— Согласно верованиям индейцев, вы только что украли у меня часть моей души, — пошутила она, показывая на «Лейку», которую он держал бережно, словно ребенка.
У Макса фон Пассау было серьезное выражение лица, почти болезненное, а по его телу пробежала дрожь. Он озадаченно посмотрел на камеру, потом вдруг поднял голову и улыбнулся. Сердце Линн подскочило в груди.
— Могу я вас чем-нибудь угостить, чтобы вы простили меня, мисс Николсон?
— Ну, не знаю, — слегка смутившись, сказала она. — Я спешу. Меня ждут в отеле «Ам Зоо» в пять часов.
— Вас пригласили на чай, без сомнения! Или на коктейль? Кажется, там готовят отличный коктейль «Манхэттен». Позволите вас проводить?

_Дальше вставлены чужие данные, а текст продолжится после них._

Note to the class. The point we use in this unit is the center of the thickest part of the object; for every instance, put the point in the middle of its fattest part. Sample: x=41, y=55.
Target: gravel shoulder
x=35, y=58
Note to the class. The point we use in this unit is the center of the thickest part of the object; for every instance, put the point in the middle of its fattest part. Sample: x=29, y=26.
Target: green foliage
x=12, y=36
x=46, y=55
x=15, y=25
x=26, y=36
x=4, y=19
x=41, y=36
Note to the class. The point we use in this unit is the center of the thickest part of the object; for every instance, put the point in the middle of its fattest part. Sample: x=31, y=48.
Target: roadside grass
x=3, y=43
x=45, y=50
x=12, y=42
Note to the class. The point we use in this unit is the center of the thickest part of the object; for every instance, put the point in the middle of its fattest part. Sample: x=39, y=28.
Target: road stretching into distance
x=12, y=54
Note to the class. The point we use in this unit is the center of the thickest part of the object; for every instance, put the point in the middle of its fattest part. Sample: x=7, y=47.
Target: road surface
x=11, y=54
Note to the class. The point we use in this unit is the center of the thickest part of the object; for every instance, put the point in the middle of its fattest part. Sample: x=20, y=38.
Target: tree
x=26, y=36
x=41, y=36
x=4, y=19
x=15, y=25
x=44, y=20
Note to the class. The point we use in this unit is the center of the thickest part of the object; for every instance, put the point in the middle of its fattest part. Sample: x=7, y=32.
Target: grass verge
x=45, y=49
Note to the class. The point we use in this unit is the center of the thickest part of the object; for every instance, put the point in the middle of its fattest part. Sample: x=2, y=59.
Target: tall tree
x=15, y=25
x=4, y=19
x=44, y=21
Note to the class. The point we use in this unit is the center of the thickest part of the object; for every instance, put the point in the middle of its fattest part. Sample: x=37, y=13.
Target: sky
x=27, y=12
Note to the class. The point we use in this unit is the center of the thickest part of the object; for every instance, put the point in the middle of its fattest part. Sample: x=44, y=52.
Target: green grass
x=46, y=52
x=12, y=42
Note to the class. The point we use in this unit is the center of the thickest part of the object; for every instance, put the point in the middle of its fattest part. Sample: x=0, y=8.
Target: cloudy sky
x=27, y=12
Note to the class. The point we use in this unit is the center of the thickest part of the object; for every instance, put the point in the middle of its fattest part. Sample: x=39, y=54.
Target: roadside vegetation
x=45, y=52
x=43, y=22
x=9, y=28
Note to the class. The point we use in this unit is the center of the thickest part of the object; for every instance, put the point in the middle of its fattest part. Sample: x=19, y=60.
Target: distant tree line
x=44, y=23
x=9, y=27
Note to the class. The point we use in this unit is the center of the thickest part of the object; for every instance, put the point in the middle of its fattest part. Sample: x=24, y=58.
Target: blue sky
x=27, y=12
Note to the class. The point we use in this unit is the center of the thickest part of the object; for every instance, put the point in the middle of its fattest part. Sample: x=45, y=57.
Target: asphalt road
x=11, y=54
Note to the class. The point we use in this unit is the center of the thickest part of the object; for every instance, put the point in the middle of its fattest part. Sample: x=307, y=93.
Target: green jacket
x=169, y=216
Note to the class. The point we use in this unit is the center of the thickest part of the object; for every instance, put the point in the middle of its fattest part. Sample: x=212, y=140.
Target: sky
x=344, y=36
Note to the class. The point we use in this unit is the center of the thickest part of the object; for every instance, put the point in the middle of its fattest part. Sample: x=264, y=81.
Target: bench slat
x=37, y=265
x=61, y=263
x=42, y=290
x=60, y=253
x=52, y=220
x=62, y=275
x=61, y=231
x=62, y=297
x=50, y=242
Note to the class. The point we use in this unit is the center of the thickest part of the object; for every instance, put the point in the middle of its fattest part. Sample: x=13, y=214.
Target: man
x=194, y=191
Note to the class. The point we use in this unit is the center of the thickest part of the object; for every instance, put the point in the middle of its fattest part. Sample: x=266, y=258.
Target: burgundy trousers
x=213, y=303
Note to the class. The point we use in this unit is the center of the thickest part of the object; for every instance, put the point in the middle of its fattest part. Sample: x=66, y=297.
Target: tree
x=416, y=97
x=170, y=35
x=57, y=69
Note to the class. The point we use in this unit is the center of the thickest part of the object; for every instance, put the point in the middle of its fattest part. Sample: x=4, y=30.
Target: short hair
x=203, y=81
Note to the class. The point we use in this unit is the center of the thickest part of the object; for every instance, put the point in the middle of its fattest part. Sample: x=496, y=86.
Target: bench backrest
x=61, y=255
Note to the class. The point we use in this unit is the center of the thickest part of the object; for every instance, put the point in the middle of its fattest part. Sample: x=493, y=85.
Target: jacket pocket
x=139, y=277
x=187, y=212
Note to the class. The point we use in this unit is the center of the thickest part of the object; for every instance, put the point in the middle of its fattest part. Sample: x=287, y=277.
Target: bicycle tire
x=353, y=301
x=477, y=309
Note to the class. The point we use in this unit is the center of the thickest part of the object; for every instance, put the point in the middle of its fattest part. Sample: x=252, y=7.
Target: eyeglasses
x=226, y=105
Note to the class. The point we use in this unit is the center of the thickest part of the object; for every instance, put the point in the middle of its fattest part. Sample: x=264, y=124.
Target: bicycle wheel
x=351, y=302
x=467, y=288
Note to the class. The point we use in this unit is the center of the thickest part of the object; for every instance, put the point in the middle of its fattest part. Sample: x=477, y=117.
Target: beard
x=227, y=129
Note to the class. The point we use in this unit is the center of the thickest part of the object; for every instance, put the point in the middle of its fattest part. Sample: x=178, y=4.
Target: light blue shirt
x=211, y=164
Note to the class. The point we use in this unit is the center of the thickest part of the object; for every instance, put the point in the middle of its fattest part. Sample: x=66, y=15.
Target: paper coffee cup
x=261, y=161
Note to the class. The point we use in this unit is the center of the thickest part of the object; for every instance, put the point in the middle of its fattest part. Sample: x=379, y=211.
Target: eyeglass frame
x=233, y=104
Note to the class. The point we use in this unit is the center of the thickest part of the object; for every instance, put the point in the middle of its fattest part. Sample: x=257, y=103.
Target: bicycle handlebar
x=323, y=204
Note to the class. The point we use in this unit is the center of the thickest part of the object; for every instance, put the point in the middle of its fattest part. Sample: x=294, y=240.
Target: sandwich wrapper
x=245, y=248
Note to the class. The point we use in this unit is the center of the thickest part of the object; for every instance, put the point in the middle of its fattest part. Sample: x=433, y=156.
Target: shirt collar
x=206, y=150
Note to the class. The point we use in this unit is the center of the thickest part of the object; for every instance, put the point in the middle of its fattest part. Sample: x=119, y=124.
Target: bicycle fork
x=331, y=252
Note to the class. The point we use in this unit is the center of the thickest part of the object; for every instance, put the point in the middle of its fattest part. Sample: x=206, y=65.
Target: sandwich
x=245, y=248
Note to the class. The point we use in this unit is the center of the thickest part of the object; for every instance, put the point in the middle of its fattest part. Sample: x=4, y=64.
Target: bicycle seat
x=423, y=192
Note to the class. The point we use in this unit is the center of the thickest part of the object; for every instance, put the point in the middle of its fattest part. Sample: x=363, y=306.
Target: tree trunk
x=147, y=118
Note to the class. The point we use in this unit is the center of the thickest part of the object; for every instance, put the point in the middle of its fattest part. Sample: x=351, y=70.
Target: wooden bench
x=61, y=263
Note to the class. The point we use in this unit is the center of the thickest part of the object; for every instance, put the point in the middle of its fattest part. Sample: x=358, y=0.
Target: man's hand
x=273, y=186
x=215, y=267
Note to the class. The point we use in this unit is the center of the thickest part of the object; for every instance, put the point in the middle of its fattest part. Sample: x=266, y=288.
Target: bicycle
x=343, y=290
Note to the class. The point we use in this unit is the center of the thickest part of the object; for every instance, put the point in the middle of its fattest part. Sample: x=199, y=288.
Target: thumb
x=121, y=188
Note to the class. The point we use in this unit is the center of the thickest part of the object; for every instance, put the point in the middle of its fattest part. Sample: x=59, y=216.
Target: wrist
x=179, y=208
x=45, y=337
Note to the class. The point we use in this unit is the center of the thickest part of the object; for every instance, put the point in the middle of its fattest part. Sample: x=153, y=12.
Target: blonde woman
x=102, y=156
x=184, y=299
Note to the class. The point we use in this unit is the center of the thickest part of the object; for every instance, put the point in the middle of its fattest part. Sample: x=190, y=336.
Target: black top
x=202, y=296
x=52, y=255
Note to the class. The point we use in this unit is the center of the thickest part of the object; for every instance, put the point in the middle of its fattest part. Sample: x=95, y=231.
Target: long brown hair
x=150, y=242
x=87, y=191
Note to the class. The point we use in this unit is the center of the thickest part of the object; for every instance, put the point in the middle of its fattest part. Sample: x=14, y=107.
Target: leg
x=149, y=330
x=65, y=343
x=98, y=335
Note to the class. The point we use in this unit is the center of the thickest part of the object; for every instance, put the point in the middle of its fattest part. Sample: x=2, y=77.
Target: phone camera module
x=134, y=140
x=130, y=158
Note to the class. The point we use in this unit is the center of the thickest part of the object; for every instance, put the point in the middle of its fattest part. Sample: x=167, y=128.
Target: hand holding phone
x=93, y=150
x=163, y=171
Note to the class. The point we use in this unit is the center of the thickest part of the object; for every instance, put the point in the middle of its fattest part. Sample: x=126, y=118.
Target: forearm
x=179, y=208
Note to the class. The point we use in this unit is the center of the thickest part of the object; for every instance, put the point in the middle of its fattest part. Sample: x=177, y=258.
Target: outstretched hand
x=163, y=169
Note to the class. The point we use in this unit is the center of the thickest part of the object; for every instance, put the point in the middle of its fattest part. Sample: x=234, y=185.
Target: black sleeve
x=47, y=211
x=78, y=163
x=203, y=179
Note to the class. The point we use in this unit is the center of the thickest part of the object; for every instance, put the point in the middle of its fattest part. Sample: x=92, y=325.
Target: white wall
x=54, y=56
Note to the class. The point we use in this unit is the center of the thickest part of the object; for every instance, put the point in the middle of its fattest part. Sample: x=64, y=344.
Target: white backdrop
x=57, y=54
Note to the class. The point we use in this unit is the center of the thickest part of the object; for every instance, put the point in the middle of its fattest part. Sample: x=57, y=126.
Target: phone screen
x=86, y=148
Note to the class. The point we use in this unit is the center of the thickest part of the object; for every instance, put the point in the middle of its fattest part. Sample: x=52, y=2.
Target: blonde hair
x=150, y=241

Ей так захотелось сделать для него что-нибудь приятное, что она не могла не улыбнуться ему в ответ. «А перед ним трудно устоять», — подумала она. Однако звание агента секретной британской службы ко многому ее обязывало. Месяцы тренировок выработали у Линн способность ощущать опасность, каждый из ее коллег-сослуживцев чувствовал это по-своему, даже на физическом уровне: или покалывание в затылке, или судорога в животе, или увлажнение ладоней.
У Линн в таких случаях начинало дергаться веко. Молодая женщина нервно потерла висок. Ей вспомнилась брошюра, которую подготовило британское иностранное бюро для английских военнослужащих несколько месяцев назад. Там были рекомендации, как вести себя в Германии: «Соблюдайте дистанцию по отношению к немцам, даже к тем, с кем вы поддерживаете официальные отношения. Избегайте проблем». С другой стороны, в Максе фон Пассау не было ничего опасного. Он был достойным человеком. Выписавшись из госпиталя, он сразу попросил ее о помощи, надеясь отыскать следы одной еврейской семьи, к которой был очень привязан. Концлагерь Аушвиц располагался в советской зоне, а русские не хотели сотрудничать в этой области. Тем не менее Линн удалось ухватить кончик нити. Она снова вспомнила его угрюмый, полный сожаления взгляд, когда представитель еврейской общественной организации, которая занималась судьбами узников и депортированных, подтвердил наихудшие опасения.
— Вы долго пробудете в Берлине? — спросил Макс.
— Думаю, да.
— Будь я на вашем месте, то желал бы только одного: как можно быстрее вернуться домой. Этот город не может теперь предложить ничего интересного, только всевозможные преступления и смертельное отчаяние.
— Да, но дома меня тоже не ждет ничего интересного, — призналась она, обеспокоенная ощущением пустоты, которое возникало у нее при упоминании о доме. — Здесь, по крайней мере, я чувствую себя полезной.